Петр подымает взгляд, готовный, светлый. Молчит, но ясно и так: и пойду, мол, что такого? Не ссорьтесь только из-за меня!
— Почто перебрались сюда, третий год бьемся… — бормочет Мария, склоняясь над шитьем. — Ни почету, ни службы княжой. Люди уходят, который доброй работник, ты всякому вольную даешь! Осталась, почитай, одна хлебоясть!
— Яков есть! — веско замечает Кирилл.
— И Яков уйдет! — с безнадежным отчаяньем восклицает Мария.
— Яков не уйдет! — убежденно и строго, сводя хмурью все еще красивые седые брови, возражает Кирилл. Мария коротко взглядывает в укоризненные очи супруга и еще ниже склоняет голову с белыми прядями седины, что предательски выглядывают из-под повойника.
— Прости, ладо! — винится она вполголоса. — Чую, не то молвила…
Токмо… В Ростове хоть Стефана выучили… А здесь — одни медведи! Умрем в одночасье…
— Господь не оставит детей, жена! Все в руце его! — вздыхая, отмолвливает Кирилл. Подумав, он добавляет:
— Премного величахуся, красно хожаху, в злате и сребре! Гордых смиряет Господь…
— Ты ли величался! — Голос Марии звучит глубоким лебединым горловым переливом, ломается и тонет в молчании. (Любимый, ладо, жалимой, неталанливой мой! — досказывает за нее тишина.) Снова хлопает настылая дверь. Стефан появляется на пороге, кирпично-красный с мороза.
— Трофим опять коням сена не задал! — громко и возмущенно говорит он с порога. — Пристрожил бы ты его, батя! — Он скидывает настылый зипун, вешает шапку на деревянную спицу. Пробираясь к столу, роняет, словно бы невзначай, для матери с отцом:
— До ночи не воротят, поеду встречь.
Вьюга воет. В оснеженных крохотных оконцах, прорубленных всего полтора бревна и затянутых пузырем, смеркает короткий день.

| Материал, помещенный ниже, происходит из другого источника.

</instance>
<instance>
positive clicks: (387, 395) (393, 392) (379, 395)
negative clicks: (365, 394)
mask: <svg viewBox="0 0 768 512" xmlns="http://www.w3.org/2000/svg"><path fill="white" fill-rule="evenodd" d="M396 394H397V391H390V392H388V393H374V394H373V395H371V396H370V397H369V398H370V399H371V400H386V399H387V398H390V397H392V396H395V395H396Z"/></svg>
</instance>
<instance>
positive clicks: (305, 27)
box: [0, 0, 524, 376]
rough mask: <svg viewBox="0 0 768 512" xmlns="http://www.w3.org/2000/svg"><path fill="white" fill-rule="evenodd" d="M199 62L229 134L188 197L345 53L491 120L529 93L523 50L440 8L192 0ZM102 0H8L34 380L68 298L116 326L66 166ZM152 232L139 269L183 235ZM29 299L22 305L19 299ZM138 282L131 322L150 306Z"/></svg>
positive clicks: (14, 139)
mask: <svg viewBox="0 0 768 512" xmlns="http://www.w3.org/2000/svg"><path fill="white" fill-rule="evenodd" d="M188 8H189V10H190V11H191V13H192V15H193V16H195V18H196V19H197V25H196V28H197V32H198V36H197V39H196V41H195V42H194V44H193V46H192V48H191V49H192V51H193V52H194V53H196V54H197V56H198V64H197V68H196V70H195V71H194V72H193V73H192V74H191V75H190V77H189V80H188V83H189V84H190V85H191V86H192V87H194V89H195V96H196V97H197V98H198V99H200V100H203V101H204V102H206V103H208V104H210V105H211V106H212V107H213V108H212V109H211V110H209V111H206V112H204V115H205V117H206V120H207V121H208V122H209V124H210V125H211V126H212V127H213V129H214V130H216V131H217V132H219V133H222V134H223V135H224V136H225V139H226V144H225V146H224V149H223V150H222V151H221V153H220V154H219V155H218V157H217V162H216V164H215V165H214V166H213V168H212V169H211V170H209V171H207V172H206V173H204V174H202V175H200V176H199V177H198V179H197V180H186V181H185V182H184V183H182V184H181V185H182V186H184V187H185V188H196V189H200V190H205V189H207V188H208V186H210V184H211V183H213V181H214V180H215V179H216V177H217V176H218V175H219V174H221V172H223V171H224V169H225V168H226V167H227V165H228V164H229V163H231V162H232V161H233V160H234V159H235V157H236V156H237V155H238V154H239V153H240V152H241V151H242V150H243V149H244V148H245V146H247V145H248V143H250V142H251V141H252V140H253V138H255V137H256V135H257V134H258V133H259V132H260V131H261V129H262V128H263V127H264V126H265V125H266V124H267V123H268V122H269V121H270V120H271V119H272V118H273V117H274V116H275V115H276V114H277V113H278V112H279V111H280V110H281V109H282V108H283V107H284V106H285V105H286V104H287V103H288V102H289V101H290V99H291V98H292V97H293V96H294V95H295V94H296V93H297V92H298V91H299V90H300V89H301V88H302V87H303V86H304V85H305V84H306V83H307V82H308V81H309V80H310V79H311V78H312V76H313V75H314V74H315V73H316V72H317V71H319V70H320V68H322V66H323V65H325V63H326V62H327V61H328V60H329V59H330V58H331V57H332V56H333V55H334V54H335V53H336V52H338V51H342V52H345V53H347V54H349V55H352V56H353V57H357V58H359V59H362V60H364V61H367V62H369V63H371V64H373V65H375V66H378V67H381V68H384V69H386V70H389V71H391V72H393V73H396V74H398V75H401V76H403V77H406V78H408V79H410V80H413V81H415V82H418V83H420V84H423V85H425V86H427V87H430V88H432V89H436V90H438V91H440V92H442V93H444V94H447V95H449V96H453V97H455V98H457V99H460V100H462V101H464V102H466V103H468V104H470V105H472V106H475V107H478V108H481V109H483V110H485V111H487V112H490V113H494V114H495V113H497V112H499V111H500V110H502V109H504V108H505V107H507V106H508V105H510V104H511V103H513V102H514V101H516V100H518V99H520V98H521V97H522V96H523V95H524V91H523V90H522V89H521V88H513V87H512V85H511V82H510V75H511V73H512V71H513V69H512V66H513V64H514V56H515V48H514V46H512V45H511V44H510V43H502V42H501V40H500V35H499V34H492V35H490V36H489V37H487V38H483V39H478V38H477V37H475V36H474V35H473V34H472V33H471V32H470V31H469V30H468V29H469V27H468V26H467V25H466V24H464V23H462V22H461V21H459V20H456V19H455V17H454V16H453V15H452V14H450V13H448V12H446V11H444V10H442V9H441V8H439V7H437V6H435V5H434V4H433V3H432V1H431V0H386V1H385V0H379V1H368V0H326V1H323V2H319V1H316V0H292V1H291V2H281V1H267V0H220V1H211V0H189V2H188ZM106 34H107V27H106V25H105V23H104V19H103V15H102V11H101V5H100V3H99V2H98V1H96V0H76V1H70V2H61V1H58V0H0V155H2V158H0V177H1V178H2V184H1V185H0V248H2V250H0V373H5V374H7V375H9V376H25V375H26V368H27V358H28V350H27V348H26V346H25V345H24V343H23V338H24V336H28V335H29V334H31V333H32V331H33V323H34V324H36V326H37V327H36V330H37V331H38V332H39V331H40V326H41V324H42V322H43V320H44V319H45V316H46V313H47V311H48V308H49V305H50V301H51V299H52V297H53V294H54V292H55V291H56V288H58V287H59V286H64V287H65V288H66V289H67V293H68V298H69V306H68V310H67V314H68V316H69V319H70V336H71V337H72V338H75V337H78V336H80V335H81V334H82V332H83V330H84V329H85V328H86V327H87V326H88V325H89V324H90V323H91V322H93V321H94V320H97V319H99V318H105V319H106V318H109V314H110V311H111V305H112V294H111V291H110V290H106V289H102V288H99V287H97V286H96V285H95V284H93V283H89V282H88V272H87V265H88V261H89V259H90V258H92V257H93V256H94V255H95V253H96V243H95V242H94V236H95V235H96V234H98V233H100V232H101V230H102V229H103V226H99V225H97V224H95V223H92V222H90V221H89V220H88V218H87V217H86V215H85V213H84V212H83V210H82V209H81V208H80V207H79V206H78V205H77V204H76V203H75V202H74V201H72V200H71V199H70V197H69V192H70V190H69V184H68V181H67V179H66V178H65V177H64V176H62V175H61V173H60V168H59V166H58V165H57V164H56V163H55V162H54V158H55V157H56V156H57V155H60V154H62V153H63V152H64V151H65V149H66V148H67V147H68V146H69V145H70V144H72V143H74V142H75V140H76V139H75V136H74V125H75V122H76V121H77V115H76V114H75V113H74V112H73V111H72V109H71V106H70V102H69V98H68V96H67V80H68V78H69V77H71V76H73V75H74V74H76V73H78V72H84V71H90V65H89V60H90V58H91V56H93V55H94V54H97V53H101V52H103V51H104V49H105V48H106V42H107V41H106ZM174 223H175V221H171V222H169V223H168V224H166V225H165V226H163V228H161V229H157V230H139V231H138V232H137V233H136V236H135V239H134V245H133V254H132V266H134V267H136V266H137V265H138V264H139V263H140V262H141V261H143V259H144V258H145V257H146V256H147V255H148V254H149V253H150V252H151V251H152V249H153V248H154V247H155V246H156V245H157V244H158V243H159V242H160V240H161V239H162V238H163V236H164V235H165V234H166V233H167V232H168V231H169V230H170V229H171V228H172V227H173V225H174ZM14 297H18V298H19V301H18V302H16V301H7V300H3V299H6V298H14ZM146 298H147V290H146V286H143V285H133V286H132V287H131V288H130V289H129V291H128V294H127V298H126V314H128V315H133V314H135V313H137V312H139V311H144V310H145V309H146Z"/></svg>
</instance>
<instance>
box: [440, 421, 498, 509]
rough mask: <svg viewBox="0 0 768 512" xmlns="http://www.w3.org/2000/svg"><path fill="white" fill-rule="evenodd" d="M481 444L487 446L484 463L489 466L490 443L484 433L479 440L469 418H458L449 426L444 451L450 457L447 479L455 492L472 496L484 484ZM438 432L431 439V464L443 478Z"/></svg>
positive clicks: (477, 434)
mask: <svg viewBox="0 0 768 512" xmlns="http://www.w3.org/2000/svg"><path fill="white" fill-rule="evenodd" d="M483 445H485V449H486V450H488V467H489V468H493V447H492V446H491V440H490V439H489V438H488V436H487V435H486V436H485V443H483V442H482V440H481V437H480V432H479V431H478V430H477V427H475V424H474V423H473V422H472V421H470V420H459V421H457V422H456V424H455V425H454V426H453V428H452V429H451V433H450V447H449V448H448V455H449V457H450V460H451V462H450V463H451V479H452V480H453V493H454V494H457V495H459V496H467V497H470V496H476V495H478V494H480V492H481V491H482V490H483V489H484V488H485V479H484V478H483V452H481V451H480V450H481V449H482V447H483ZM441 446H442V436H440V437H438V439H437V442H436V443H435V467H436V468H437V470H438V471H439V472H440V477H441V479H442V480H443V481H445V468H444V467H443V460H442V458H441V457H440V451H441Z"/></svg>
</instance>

Но вот наконец на дворе скрипят долгожданные сани. Слышно, как фыркают кони. Петр со Стефаном оба срываются с мест и наперегонки, ухватывая зипуны, вылетают из терема. Тут уже в синих сумерках грудятся возы. Кони тяжко дышат, шумно отфыркивают сосульки с морд. Мокрая шерсть в кольцах, закуржавела от инея. Варфоломей с Онькой, оба по уши в снегу, шевелятся у возов. — Припозднились! Пробивали дорогу! — весело объясняет сизый Варфоломей прыгающими губами. Его всего трясет, но покраснелые, исхлестанные снегом глаза сияют гордостью победы. Ведь ему пришлось несколько часов подряд по грудь в снегу пробивать дорогу коням, и на последнем выезде лопнул гуж, и он, срывая ногти, развязывал — и развязал-таки! — застывший на морозе кожаный узел, и передергивал гуж в хомуте, и затягивал вновь немеющими на холоде окровавленными пальцами. И все-таки довез, дотянул, не бросив ни которого в пути (как ему советовал Онька и как, приходя в отчаянье, подумывал было он и сам), все четыре груженые воза, и теперь уже все позади, и братья сгружают сено, и выползают холопы на помочь, и Чубарый, что шел передовым, по грудь угрязая в сугробах, и храпел, и бился в хомуте, и прыгал заячьим скоком, грозя оборвать всю упряжь, тоже не подвел, возмог — выстал, вытащил-таки! А сейчас стоит кося глазом и поводя боками, и тепло и небольно прихватывает Варфоломея большими зубами за рукава и стылые полы зипуна, тычется мордою в руки и грудь Варфоломею, соскребая об него сосульки с усов и губ.
— Балуй, балуй! — радостно бормочет Варфоломей, распрягая коня, а тот сам, сгибая шею, помогает стащить хомут с головы и, освобожденный от сбруи, переступив через оглобли, сам, волоча уздечку, уходит в загон к сбившимся в кучу коням. Варфоломей догоняет Чубарого, сует ему в рот оставшийся в мошне огрызок хлеба, и пока конь, благодарно кивая головою, грызет, снимает заледенелую узду. Здесь, за бревенчатою стеною терема, уже не так резко сечет ветер, от коня пышет жаром, и Варфоломей на минуту прижимает ладони к потной и мокрой шее Чубарого, чуя, как живит конское тепло одеревенелые пальцы…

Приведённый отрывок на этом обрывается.